Tibetan Communist Party

Tibetan Communist Party (Tibetan: ཕུན་ཚོགས་དབང་རྒྱལ ) was a small socialist group in Tibet, which functioned in secrecy under various names. The group was founded by Phuntsok Wangyal and Ngawang Kesang in the 1940s. It had emerged from a group called the "Tibetan Democratic Youth League" created by Wangyal and other Tibetan students in Nanjing in the 1940s.[1][2]

The part sought to unite all Tibetans into one entity, compassing Kham, Amdo and proper Tibet.[3] The party contacted the embassy of the Soviet Union asking for its assistance as it began planning a socialist uprising in Tibet and Kham. Later Wangyal also contacted the Communist Party of China and the Communist Party of India.[4]

The Tibetan communists prepared guerrilla struggles against the ruling Kuomintang, whilst promoting democratic reforms inside Tibet.
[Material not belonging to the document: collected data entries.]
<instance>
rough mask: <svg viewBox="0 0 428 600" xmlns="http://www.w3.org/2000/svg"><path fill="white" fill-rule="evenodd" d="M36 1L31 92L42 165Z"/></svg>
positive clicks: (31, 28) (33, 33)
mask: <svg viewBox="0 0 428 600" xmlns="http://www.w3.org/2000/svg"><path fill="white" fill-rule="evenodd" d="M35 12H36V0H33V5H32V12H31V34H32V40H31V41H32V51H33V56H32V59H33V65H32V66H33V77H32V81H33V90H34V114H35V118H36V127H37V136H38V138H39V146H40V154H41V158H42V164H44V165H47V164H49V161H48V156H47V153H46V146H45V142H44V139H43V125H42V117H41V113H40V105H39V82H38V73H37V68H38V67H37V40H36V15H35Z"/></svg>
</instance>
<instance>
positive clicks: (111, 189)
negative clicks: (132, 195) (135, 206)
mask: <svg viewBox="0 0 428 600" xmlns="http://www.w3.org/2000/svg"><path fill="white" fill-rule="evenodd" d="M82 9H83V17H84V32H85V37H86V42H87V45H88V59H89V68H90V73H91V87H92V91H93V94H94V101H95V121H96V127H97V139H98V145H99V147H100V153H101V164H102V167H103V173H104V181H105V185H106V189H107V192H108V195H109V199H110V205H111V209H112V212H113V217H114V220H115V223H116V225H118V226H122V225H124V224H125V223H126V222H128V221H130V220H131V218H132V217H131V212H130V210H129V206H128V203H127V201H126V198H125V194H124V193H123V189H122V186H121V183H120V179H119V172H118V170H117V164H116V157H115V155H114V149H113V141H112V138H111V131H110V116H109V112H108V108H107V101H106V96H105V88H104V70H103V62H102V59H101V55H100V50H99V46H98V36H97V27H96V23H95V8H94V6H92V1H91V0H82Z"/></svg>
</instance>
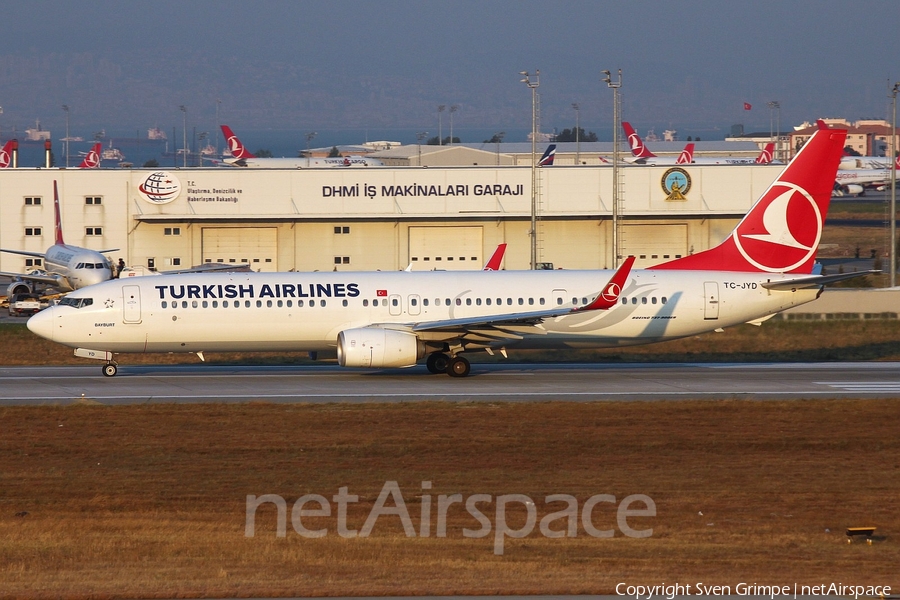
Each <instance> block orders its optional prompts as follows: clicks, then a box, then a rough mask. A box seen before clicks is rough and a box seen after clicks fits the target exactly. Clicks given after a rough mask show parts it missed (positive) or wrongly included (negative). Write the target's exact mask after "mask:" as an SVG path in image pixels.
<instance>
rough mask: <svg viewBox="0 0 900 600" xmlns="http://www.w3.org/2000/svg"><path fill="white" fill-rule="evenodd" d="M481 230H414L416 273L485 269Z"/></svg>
mask: <svg viewBox="0 0 900 600" xmlns="http://www.w3.org/2000/svg"><path fill="white" fill-rule="evenodd" d="M482 233H483V232H482V228H481V227H410V228H409V260H410V262H411V263H412V266H413V271H431V270H433V269H441V270H445V271H463V270H468V271H477V270H479V269H481V268H482V267H483V266H484V258H483V253H482V248H483V241H482V237H483V236H482Z"/></svg>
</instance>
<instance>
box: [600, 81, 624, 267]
mask: <svg viewBox="0 0 900 600" xmlns="http://www.w3.org/2000/svg"><path fill="white" fill-rule="evenodd" d="M602 73H603V75H604V78H603V80H602V81H603V82H604V83H606V86H607V87H609V88H611V89H612V91H613V223H612V229H613V231H612V233H613V244H612V245H613V268H615V269H618V268H619V88H620V87H622V69H619V79H618V81H613V80H612V74H611V73H610V72H609V71H602Z"/></svg>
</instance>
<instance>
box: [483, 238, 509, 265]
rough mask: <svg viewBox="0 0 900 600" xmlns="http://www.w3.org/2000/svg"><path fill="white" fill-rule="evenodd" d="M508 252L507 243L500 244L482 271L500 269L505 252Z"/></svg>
mask: <svg viewBox="0 0 900 600" xmlns="http://www.w3.org/2000/svg"><path fill="white" fill-rule="evenodd" d="M505 252H506V244H499V245H498V246H497V249H496V250H494V254H493V255H492V256H491V258H490V260H488V261H487V263H486V264H485V265H484V269H482V271H499V270H500V263H502V262H503V254H504V253H505Z"/></svg>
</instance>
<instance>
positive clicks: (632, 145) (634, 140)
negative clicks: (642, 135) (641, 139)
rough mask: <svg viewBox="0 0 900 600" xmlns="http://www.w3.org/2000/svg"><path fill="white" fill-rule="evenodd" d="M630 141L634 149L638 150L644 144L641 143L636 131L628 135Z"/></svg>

In 1949, the party merged into the Communist Party of China,[5]

References

  1. New Left Review - Tsering Shakya: The Prisoner
  2. "Case anthropologist tells story of Tibet Communist Party founder". July 2, 2004. Retrieved 2008-06-21.
  3. Goldstein, Melvyn C. Goldstein/Sherap, Dawei Sherap/Siebenschuh, William R.. A Tibetan Revolutionary: The Political Life and Times of Bapa Phüntso Wangye. University of California Press, 2004. p. xiii
  4. Goldstein, Melvyn C. Goldstein/Sherap, Dawei Sherap/Siebenschuh, William R.. A Tibetan Revolutionary: The Political Life and Times of Bapa Phüntso Wangye. Berkeley: University of California Press, 2004. p. 42-44, 78-82
  5. Melvyn C. Goldstein; Dawei Sherap; William R. Siebenschuh. "A Tibetan Revolutionary". Retrieved 2008-06-21.